Cinsel Suçlarda İspat – Mağdur Beyanı

Türk Ceza Kanunu’nda yer alan cinsel suçlar, TCK m.102 ve devamında düzenleme altına alınmıştır. Bunlar;

-Cinsel saldırı suçu. (TCK m.102)

-Cinsel istismar suçu. (TCK m.103)

-Reşit olmayanla cinsel ilişki suçu. (TCK m.104)

-Cinsel taciz suçu. (TCK m.105)

 

Ceza yargılamasının esas amacı maddi gerçeğin ortaya çıkarılmasıdır.
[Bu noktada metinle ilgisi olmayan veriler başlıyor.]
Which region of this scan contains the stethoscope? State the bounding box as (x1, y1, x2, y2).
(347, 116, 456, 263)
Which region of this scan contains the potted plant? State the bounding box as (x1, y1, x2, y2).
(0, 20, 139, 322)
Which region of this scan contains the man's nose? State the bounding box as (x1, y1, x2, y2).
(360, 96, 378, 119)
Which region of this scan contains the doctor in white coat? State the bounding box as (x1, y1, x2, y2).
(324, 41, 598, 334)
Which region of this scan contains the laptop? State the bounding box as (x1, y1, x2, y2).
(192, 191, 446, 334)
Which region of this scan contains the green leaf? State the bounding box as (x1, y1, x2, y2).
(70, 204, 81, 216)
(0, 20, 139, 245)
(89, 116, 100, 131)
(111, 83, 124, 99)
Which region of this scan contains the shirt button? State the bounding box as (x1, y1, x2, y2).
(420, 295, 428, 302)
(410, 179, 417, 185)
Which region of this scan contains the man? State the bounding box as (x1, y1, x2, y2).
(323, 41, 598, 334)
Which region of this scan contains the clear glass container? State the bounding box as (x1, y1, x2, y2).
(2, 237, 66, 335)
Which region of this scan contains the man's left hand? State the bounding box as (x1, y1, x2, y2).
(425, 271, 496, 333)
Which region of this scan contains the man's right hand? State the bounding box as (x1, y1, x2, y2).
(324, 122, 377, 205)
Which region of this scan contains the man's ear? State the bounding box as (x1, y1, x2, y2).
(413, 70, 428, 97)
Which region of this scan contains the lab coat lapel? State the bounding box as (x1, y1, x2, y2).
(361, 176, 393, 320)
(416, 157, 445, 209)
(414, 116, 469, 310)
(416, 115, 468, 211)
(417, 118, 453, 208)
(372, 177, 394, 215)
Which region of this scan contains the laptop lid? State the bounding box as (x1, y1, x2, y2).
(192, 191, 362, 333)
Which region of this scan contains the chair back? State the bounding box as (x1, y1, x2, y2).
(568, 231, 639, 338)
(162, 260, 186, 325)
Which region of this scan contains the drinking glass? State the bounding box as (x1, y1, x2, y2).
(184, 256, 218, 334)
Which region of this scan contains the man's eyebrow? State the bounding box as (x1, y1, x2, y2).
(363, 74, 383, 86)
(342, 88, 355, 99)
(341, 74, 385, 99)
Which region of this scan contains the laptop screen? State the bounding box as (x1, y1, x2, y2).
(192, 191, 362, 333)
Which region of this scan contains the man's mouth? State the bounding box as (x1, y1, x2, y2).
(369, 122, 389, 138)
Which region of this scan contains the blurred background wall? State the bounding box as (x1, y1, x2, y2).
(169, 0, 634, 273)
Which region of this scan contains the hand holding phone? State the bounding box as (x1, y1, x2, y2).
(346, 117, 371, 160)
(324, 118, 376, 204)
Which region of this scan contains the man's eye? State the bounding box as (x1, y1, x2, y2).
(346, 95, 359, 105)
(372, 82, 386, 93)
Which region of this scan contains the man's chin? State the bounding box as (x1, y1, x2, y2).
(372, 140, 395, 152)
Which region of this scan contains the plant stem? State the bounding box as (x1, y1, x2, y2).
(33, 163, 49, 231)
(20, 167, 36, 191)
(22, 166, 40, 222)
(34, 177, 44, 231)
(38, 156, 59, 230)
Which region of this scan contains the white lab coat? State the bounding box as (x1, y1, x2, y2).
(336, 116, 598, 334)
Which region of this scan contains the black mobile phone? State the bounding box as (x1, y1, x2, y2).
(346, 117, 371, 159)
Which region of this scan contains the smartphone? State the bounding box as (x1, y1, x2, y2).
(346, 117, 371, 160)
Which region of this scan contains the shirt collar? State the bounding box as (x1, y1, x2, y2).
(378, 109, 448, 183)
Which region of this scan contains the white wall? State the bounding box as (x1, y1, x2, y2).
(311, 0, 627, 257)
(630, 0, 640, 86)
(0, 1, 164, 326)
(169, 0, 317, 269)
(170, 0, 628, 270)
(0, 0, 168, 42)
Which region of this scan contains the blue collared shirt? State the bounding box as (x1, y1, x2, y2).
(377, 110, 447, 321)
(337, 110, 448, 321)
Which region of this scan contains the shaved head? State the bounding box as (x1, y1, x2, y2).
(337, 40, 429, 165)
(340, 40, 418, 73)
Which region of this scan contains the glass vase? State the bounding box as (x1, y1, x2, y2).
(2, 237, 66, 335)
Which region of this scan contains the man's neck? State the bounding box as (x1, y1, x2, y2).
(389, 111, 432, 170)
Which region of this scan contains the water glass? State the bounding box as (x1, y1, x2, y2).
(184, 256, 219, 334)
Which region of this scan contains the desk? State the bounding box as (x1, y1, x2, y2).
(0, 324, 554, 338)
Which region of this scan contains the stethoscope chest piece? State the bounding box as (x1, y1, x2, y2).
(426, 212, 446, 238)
Bu bakımdan hakim davayı muhakeme kuralları gereğince huzurunda görecek, olayı ilk günkü haline götürecek bu konuda yüz yüzelik ilkeleri gereğince sanık ile mağduru dinleyecek ve gözlemleyecek, elde ettiği delillerle vicdani kanaati ile hüküm kuracaktır. Delil tüm davalarda hükme ulaştıracak kurucu unsurdur. Bu bakımdan en hassas suçlar cinsel istismar ve cinsel saldırı suçlarıdır. Cinsel suçlar, niteliği gereği ispatında güçlüklerle karşılaşılmaya en müsait suç tipleridir. Zira çoğunlukla olayın tanıkları söz konusu olmadığı gibi teknik araçların (ses-video kaydı) dosyada delil olarak bulunması da sıklıkla rastlanılan durumlardan değildir.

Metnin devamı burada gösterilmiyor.